13 Torschüsse für ein Tor: Der 1. FC Köln hat die Abschlusspanik


Der 1. FC Köln ist wieder mittendrin im Aufstiegskampf und weiß wahrscheinlich gar nicht so richtig, wie es dazu nur kommen konnte. Dieser 1:0-Sieg beim FC St. Pauli war reichlich zittrig und mit erheblichem Glück gesegnet, denn spielerisch war es von Kölner-Seite ein äußerst schwacher Auftritt am Hamburger Millerntor. Nicht nur in der Defensive musste manch unruhiger Moment überstanden werden. Auch in der Offensive gab es noch großes Steigerungspotential. In dieser Spielzeit hat der FC schon stattliche 337 mal auf das gegnerische Tor geschossen. Allerdings konnten davon nur 25 Stück verwertet werden, was für einen Aufstiegskandidaten deutlich zu wenig erscheint.

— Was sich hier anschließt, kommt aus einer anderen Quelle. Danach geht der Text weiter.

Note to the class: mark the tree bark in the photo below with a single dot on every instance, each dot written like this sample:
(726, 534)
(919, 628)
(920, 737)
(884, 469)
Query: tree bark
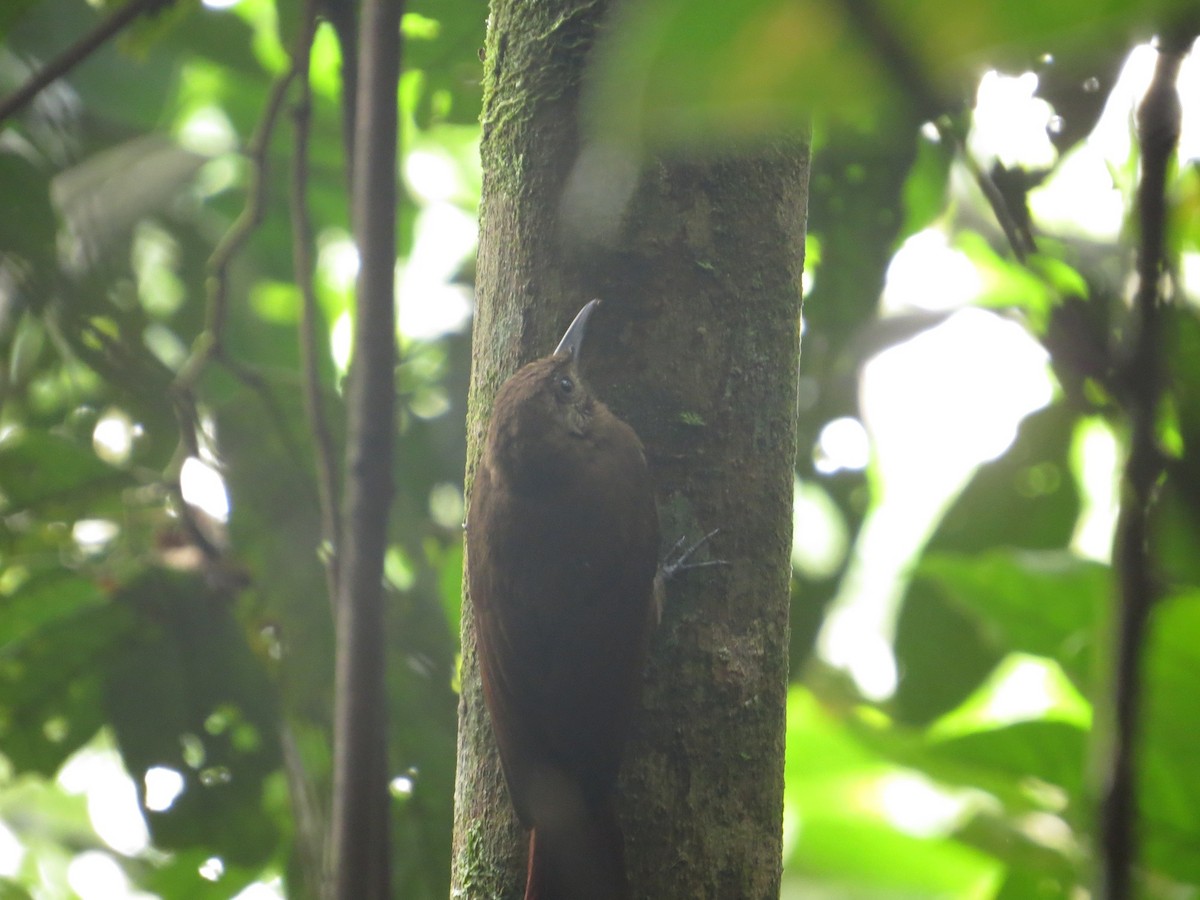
(696, 346)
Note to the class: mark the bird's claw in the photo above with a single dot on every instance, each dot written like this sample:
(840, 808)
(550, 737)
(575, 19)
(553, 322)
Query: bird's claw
(677, 559)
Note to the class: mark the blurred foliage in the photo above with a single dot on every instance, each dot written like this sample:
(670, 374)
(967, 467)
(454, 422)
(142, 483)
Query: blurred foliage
(198, 642)
(201, 645)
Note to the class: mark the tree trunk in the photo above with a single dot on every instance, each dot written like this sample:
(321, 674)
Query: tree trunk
(696, 347)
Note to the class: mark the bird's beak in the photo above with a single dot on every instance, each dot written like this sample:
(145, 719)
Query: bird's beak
(573, 340)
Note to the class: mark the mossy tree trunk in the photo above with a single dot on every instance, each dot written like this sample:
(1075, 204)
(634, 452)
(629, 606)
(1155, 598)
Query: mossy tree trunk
(696, 347)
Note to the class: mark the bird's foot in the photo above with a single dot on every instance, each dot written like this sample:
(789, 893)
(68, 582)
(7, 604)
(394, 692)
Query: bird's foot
(678, 559)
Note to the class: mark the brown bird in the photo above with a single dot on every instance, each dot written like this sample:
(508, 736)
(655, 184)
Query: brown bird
(563, 538)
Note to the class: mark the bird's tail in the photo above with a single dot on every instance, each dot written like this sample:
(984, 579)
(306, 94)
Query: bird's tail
(579, 857)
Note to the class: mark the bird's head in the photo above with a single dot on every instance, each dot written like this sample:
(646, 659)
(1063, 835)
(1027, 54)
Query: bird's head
(545, 413)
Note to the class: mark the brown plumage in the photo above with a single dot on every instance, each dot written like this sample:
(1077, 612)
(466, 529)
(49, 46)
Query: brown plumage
(562, 541)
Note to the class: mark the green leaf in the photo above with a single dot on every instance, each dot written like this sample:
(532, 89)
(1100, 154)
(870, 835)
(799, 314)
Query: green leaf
(49, 683)
(1168, 775)
(1047, 604)
(190, 695)
(53, 474)
(1026, 498)
(924, 190)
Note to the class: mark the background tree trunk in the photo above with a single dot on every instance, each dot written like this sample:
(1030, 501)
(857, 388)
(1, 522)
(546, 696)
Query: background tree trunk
(697, 348)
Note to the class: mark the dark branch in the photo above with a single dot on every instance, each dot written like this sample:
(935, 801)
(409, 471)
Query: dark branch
(77, 53)
(310, 313)
(360, 753)
(1158, 132)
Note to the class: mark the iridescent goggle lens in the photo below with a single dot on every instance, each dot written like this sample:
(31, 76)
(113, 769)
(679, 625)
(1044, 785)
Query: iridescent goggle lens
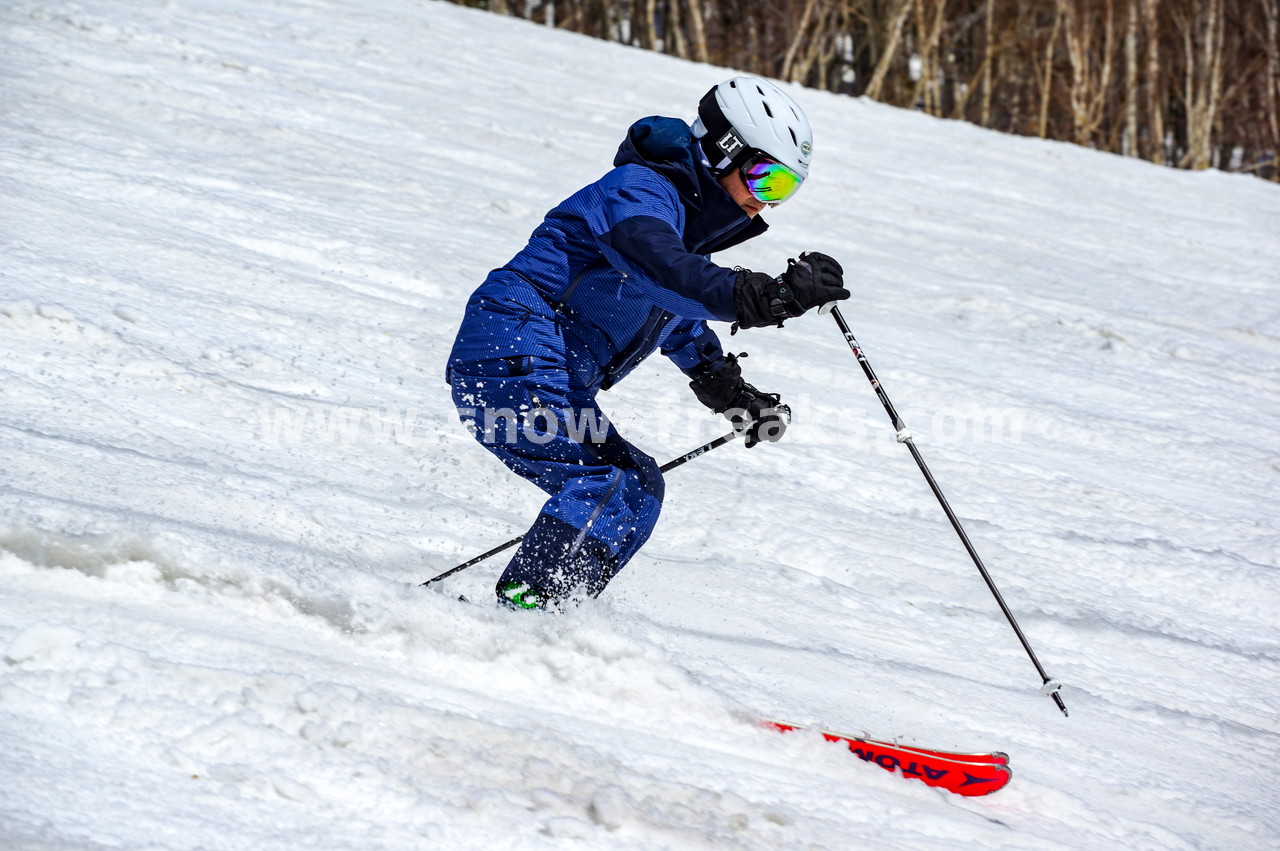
(769, 181)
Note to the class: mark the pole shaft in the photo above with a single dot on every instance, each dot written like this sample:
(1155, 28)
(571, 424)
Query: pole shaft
(904, 435)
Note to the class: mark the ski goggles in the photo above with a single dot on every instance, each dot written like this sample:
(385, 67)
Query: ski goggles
(769, 181)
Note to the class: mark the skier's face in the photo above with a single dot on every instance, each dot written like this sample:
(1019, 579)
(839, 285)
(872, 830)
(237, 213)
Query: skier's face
(743, 197)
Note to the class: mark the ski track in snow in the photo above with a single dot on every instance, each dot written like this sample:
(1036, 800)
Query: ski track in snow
(237, 239)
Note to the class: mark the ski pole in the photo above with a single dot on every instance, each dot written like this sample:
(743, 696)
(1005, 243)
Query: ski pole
(671, 465)
(904, 435)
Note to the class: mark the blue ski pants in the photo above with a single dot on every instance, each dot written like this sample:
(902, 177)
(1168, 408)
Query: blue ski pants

Bekanntlich ist der Fußball jedoch ein knallharter Ergebnissport und deshalb ist die kollektive Freude rund um das Geißbockheim auch absolut verständlich, denn mit diesem eminent wichtigen Dreier beträgt der Rückstand auf den 1. FC Kaiserslautern nun nur noch drei Punkte. Dennoch muss die Effektivität im Abschluss merklich gesteigert werden, möchte man auch bis zum Saisonende noch tatsächlich realistische Möglichkeiten im Aufstiegskampf besitzen. Der fünfte Tabellenplatz sieht auf den ersten Blick sehr erfolgsversprechend aus. Allerdings gibt es eine Vielzahl von anderen Teams, die schon mit einem Sieg am nächsten Spieltag das Team von Trainer Holger Stanislawski überholen können. Bei der Torausbeute sind sogar elf Teams besser als der Bundesliga-Absteiger, der 13 Torschüsse für einen Treffer benötigt. Damit ist einzig der FC St. Pauli in dieser Statistik noch schlechter. Die Hamburger haben stolze 17 mal für einen Torerfolg benötigt, was beim jüngsten Spiel gegen Köln auch explizit deutlich geworden ist.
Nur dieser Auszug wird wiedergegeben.